My Dearest Daughter,
I need to let you in on a little secret – I was a bit of a crybaby (still am!) when I was young. I remember crying when your grandfather (who you’ve not had the opportunity to meet, may he rest in peace) dropped me off in class. During recess, I had somehow managed to get lost even though I was standing right in front of my classroom…but I truly believed I was lost so I cried buckets. I stopped abruptly when someone tapped me on my shoulder and asked me why I was crying. It was your grandfather, he had come back to check on me and couldn’t fathom why I was standing and crying outside my classroom.
Today, on your first day of school, I thought you were very brave. You put on your new uniform like it was any other day, asked to brush your teeth and comb your hair. You ate your breakfast quietly. We walked to your school and I could feel your confidence wavering as you stared at all the older kids. The chatter and activity seemed a little overwhelming. When we got to your classroom, many of your classmates were there with their parents. Most of your classmates were distracted with play but not you. You wanted me to hold your hand, whilst you observed everyone around you. You said a wobbly hello to your teachers and clung on…knowing that I had to leave eventually.

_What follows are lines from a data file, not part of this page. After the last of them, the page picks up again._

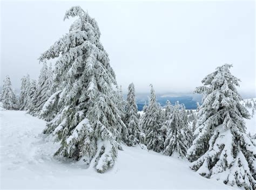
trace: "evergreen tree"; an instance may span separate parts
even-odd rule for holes
[[[144,143],[145,135],[139,127],[139,116],[135,98],[135,89],[133,83],[128,87],[127,104],[125,109],[125,123],[128,130],[127,145],[134,146]]]
[[[168,121],[170,117],[172,114],[172,111],[173,110],[173,107],[172,105],[171,102],[167,100],[166,105],[165,107],[164,110],[161,111],[162,114],[161,114],[160,117],[160,139],[161,142],[161,144],[160,146],[161,150],[163,150],[164,149],[164,142],[166,139],[167,133],[167,126],[168,126]]]
[[[240,81],[225,64],[207,75],[196,93],[203,94],[192,146],[187,158],[201,175],[231,186],[255,189],[255,144],[246,134],[243,118],[250,118],[235,86]]]
[[[115,74],[96,21],[80,6],[68,10],[64,20],[70,17],[78,18],[69,33],[40,58],[59,57],[53,84],[56,92],[41,111],[46,117],[45,111],[57,114],[44,133],[52,133],[60,142],[55,155],[83,159],[103,173],[113,166],[125,128],[117,104]]]
[[[167,121],[167,134],[164,143],[164,154],[171,156],[173,152],[177,153],[181,157],[185,157],[190,147],[191,137],[187,133],[187,130],[184,126],[186,111],[177,102],[173,108],[172,114]],[[185,118],[185,119],[186,119]]]
[[[30,82],[30,86],[29,87],[29,89],[28,90],[28,109],[30,110],[33,107],[33,104],[32,103],[32,100],[35,96],[35,93],[37,87],[37,83],[36,81],[35,80],[32,80],[31,82]]]
[[[188,118],[186,114],[186,108],[184,104],[183,104],[181,105],[178,104],[177,105],[181,108],[179,112],[181,117],[182,132],[184,132],[184,141],[186,143],[187,147],[188,148],[191,146],[193,141],[192,129],[188,125]]]
[[[145,130],[146,145],[149,150],[160,152],[162,142],[160,133],[160,108],[157,102],[156,93],[153,86],[150,85],[151,97],[149,107],[143,118],[143,128]]]
[[[6,109],[16,109],[17,107],[17,99],[11,87],[11,82],[8,75],[4,80],[1,95],[3,107]]]
[[[20,110],[26,110],[29,104],[29,88],[30,87],[30,79],[29,75],[24,76],[22,79],[21,95],[19,98],[19,107]]]
[[[116,95],[117,97],[117,102],[116,102],[116,104],[117,105],[117,107],[120,110],[120,116],[121,117],[122,121],[125,122],[125,106],[126,104],[126,102],[125,102],[125,101],[124,100],[122,86],[117,86],[117,90],[114,92],[116,93]],[[127,145],[130,143],[129,140],[128,139],[128,136],[129,133],[127,129],[126,126],[123,125],[122,130],[122,137],[124,142],[125,142]]]
[[[51,67],[50,67],[51,68]],[[29,112],[32,115],[39,115],[44,103],[51,95],[50,89],[52,83],[52,71],[49,68],[46,62],[44,62],[40,71],[38,82]]]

As your tears fell and you looked up at me, eyes pleading with me not to go, my heart swelled with a wealth of emotion. In a rush of memories I remember how tiny and helpless you were when I first gave birth to you. How I nursed you and held you close those early months…and how you blossomed from a shy, stumbling toddler into a confident and beguiling little girl. You are only 4! Yet the wisdom and maturity in your eyes belie your years. Your kindness and patience, are already in abundance. I knew that at that very moment I had to be brave. I could not give in to my tears although I was crying inside. I could not cling on to you even though all I wanted to was to hold you and wish you would stay the way you are forever…I watched proudly as you hugged your teacher and waved goodbye to me through your tears.
I felt the very same way the first day you went to nursery. I sat at a cafe five minutes from the nursery and cried my heart out. But today, I am wiser.
You are growing up. There is a long journey ahead. All I can do is to be there for you and enable you to find your wings. I can’t promise that I’ll be physically present for every scraped knee, every unmet expectation, every unanswered question, (and eventually) every broken heart but I promise you I will always listen and I will always care.
Years from now when you read this, know that I am grateful that I have had this opportunity to share your journey with you – thank you for coming into my life and bringing with you a special joy that just multiplies the longer I know you.
I love you dearly my little rice cake. Whether you’re 4 or 40.